Bonifácio

Ele apareceu do nada. Eu estava ao telefone, falando com minha mãe lá na fria República do Brasil.

De repente eu o vi unhando a minha janela. Eu bati espalhafatosamente no vidro para assustá-lo (foi uma reminiscência da minha infância peralta: um diabrete ainda vive em mim e se manifesta nessas ocasiões), todavia ele não se assustou; aparentemente ele sorriu miando com um miau longo e cheio daquelas manhas e doçuras que partem o coração da gente.

Essa impressão de suscetibilidade e carência que ele me vendeu nesse primeiro contato, desapareceram imediatamente quando ele sem sobreaviso saltou e agarrou com as unhas poderosas a minha cortina, desfiando algumas linhas e fazendo uma grande ginástica para passar para dentro do meu quarto.

Como a dona Chica da ciranda, admirei-me com o salto de acrobata do gato, preso pelas garras na minha cortina tão pobrinha e assustado pelo inesperado, gritei xô fechando a janela antes que o fedelho derrubasse minha cortina dos trilhos ou invadisse meu quarto.

Ele caiu com destreza e lançou-me um olhar decepcionado de cima do muro e se foi embrenhando pelos quintais da vizinhança. Foi sem ir. Foi para retornar em 5 minutos.
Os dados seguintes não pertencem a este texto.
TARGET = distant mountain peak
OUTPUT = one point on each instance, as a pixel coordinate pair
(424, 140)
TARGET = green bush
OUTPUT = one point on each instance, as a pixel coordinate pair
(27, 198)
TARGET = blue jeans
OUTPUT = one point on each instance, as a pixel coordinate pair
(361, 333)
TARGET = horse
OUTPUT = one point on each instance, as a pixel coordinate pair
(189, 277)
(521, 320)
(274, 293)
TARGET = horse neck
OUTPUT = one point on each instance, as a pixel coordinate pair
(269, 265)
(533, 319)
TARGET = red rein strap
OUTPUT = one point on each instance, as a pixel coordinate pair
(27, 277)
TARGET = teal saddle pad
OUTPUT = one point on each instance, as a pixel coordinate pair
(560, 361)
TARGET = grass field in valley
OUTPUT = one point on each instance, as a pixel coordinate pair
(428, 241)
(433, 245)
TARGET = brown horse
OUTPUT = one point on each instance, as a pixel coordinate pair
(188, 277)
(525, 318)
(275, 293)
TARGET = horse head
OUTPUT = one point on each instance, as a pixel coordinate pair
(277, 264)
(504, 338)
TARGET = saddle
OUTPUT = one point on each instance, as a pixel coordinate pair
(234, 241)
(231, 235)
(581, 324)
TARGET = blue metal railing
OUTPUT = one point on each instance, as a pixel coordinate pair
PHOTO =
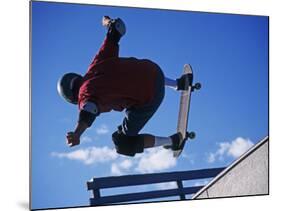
(96, 184)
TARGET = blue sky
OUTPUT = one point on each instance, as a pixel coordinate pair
(229, 56)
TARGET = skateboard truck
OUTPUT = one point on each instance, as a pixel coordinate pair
(184, 109)
(191, 135)
(196, 86)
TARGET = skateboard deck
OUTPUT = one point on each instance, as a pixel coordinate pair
(184, 111)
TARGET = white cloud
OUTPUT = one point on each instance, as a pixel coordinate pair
(152, 160)
(89, 155)
(232, 149)
(115, 169)
(155, 159)
(86, 139)
(202, 182)
(102, 130)
(120, 168)
(126, 164)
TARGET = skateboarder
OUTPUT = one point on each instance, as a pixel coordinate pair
(117, 83)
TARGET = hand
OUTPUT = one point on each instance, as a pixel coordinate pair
(106, 20)
(73, 139)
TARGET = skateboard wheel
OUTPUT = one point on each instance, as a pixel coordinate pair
(197, 86)
(191, 135)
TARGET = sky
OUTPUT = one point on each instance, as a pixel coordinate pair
(229, 57)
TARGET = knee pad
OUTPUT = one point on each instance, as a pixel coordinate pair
(127, 145)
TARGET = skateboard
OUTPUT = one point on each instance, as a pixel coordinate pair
(184, 111)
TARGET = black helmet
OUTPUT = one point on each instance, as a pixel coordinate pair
(68, 87)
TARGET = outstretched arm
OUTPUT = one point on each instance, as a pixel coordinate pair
(110, 47)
Voltou com uma estratégia variada: miou e unhou a janela, fazendo um ponto de interrogação com o rabo no ar. Seus olhos verdes amarelados pareciam que pediam no silencio de suas profundidades por uma xícara com leite, a qual ele pagaria com um daqueles chamegos que somente gatos interesseiros sabem dar, enroscando nas pernas de suas vítimas, levantando o dorso e empinando a cabeça -esse é o "muito obrigado" na linguagem corporal dos gatos.

A janela reaberta, o apelo irresistível, o olhar doce, inquisitivo -temerariamente verde, associados a minha falta de juizo concordaram:

-Entrai, eu consenti!

E ele entrou. Passou por mim como se eu fosse uma cadeira velha, um guarda-chuvas num balde, um peso de segurar porta, enfim ele me ignorou superlativamente e em dois segundos já estava miando na sala. Inspecionou o banheiro com relativo desdém. Voltou ao quarto, olhou-me de soslaio, miou, miou e miou. Deduzi que estava com fome e abri para ele uma lata de atum. Antes que me exigisse algo mais dei-lhe também leite e água fresca. Ele comeu e bebeu sem muito entusiasmo e continuou palmilhando cada polegada quadrada da minha casa. Parecia que procurava algo.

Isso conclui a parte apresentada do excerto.